Across nearly 500 pages the tale is told in the racy style of Diggers, Hatters and Whores, Eldred-Grigg’s earlier book on the 19th century gold-rushes. It mixes public history with plenty of personal anecdotes, and it frequently quotes with approval from what it calls the “radical paper” Truth. It is lavishly illustrated on glossy pages.
But there are some major problems with this book.
I’m surprised at some of Eldred-Grigg’s omissions. When he comes to the matter of how conscription was imposed on New Zealand, he never once makes the obvious comparison with Australia. There conscription never came, because it was twice rejected in public referenda. This was a major home front story on both sides of the Tasman and was a major subject of debate in New Zealand.
Odd as it now seems to us, New Zealanders in 1914 (even working-class ones) largely thought of themselves as British and had habits of loyalty to Britain. Eldred-Grigg does not consider the implications of this fact until – literally – the last 10 pages of his text.
Then there is the book’s hectoring tone, as if Eldred-Grigg doesn’t trust us to form our own opinions from the evidence presented. Parts of The Great Wrong War sound as hysterical as the war propaganda which he denounces. Tsarist Russia is anachronistically (and inaccurately) called “totalitarian”. The camps in which New Zealand interned enemy aliens are called “concentration camps”. OK, I’m as aware as the next historian that that term was used for the camps into which the British herded Afrikaners during the Boer War. But Eldred-Grigg must know about the connotations of words as well as their denotations, and he must have a tin ear indeed not to recognize that the term “concentration camp” now immediately conjures up images of Nazis. Or was this his intention?
By contrast, and in order to emphasize the duplicity of the Allies, Eldred-Grigg goes out of his way to present Germany in a positive light. Throughout The Great Wrong War, Germany is called “the federal state” rather than the Empire or Reich. This is after opening passages in which we are told what a civilised, cultivated land of advanced thought Germany was. Eldred-Grigg is simple being accurate when he plays up the Allies’ policy of starving Germany’s civilian population. But he is either ignoring the evidence, or choosing not to see it, when he neglects to mention Germany’s own highly militarised culture. Allied ‘killer planes” bomb German civilians. No mention of German air-raids on civilians. And so on and so on. This is really a case of over-compensation. Eldred-Grigg would have us believe that Germany bore virtually no responsibility for the war at all.

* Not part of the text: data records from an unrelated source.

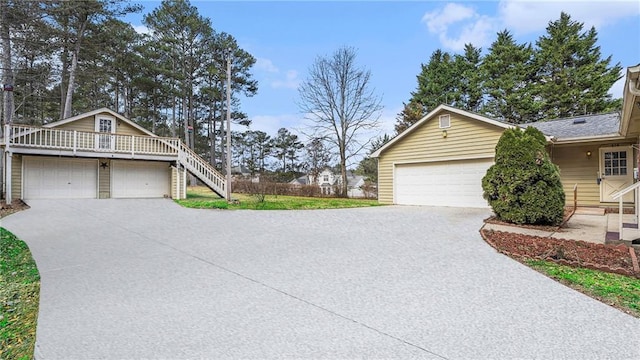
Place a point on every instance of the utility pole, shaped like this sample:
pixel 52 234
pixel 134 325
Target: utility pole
pixel 228 187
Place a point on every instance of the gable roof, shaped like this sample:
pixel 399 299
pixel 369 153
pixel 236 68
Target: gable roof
pixel 629 96
pixel 585 127
pixel 95 112
pixel 430 115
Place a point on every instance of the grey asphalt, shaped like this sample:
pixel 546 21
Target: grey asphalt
pixel 147 279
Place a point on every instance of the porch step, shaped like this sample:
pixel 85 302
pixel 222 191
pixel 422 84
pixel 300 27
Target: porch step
pixel 589 211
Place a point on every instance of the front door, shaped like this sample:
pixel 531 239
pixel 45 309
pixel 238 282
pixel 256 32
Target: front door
pixel 105 127
pixel 616 172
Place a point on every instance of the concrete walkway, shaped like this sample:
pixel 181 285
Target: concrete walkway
pixel 131 279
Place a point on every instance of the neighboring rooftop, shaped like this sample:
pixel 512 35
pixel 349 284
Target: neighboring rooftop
pixel 580 126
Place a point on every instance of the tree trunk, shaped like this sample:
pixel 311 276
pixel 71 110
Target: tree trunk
pixel 72 80
pixel 7 73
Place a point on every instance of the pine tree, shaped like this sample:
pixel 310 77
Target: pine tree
pixel 436 82
pixel 508 73
pixel 469 81
pixel 573 79
pixel 412 112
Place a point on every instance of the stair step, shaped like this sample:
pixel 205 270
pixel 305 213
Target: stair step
pixel 590 211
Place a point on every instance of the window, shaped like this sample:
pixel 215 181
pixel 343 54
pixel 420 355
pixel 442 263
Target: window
pixel 615 163
pixel 105 126
pixel 445 121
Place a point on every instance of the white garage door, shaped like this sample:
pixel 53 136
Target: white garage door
pixel 139 179
pixel 452 183
pixel 59 178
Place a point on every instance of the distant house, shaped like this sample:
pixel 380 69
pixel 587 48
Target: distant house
pixel 328 181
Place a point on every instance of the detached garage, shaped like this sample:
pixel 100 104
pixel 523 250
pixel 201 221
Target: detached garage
pixel 440 160
pixel 59 178
pixel 139 179
pixel 455 183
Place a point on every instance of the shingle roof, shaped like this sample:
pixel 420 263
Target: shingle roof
pixel 580 126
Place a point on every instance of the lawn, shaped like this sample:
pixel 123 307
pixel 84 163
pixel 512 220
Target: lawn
pixel 619 291
pixel 19 298
pixel 202 198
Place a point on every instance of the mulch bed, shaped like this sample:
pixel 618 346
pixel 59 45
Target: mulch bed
pixel 16 205
pixel 619 259
pixel 568 212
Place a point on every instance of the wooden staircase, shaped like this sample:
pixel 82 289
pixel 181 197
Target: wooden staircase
pixel 201 169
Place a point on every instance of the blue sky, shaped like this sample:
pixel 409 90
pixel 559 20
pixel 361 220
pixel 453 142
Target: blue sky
pixel 392 39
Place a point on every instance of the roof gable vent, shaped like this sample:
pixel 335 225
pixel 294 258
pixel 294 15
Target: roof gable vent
pixel 445 121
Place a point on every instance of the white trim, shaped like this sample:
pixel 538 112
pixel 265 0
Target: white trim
pixel 442 159
pixel 629 97
pixel 431 114
pixel 629 150
pixel 96 112
pixel 590 139
pixel 99 134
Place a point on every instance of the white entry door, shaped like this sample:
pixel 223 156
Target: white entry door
pixel 139 179
pixel 59 178
pixel 616 172
pixel 450 183
pixel 105 127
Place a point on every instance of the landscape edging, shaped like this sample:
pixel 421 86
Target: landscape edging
pixel 615 270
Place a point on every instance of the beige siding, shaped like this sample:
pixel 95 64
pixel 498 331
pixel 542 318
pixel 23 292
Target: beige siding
pixel 178 187
pixel 104 178
pixel 16 176
pixel 123 128
pixel 89 124
pixel 466 139
pixel 84 124
pixel 577 168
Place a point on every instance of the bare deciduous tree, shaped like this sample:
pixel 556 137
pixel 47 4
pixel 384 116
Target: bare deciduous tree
pixel 338 100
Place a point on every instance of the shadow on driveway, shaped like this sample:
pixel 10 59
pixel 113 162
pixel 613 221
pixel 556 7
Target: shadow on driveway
pixel 150 279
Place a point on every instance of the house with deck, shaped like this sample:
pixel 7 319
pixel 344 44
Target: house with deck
pixel 98 155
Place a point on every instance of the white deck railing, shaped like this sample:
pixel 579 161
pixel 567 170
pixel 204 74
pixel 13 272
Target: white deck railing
pixel 620 196
pixel 46 138
pixel 202 170
pixel 23 136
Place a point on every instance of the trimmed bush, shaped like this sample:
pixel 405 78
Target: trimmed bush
pixel 524 187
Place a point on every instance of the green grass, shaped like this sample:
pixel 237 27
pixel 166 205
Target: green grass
pixel 19 298
pixel 202 198
pixel 620 291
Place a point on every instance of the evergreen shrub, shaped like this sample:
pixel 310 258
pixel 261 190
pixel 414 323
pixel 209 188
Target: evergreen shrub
pixel 524 187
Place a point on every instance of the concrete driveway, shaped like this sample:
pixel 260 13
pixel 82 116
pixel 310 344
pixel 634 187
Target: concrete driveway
pixel 149 279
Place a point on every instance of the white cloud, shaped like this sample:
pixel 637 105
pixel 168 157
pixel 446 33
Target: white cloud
pixel 388 120
pixel 266 65
pixel 439 21
pixel 272 123
pixel 533 16
pixel 141 29
pixel 291 81
pixel 472 27
pixel 457 24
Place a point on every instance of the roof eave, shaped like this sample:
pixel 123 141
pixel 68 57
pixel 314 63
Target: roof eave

Most regrettably, although the text is filled with numerical notations referring us to endnotes, there are none at the back of the book. Instead, between the bibliography and the index, there is a brief note telling us that if we want to read the 30-odd pages of endnotes, we have to print them off Random House’s website.
Random House had no difficulty including 35 pages of endnotes with the same author’s equally populist Diggers, Hatters and Whores. They should have followed the same policy here.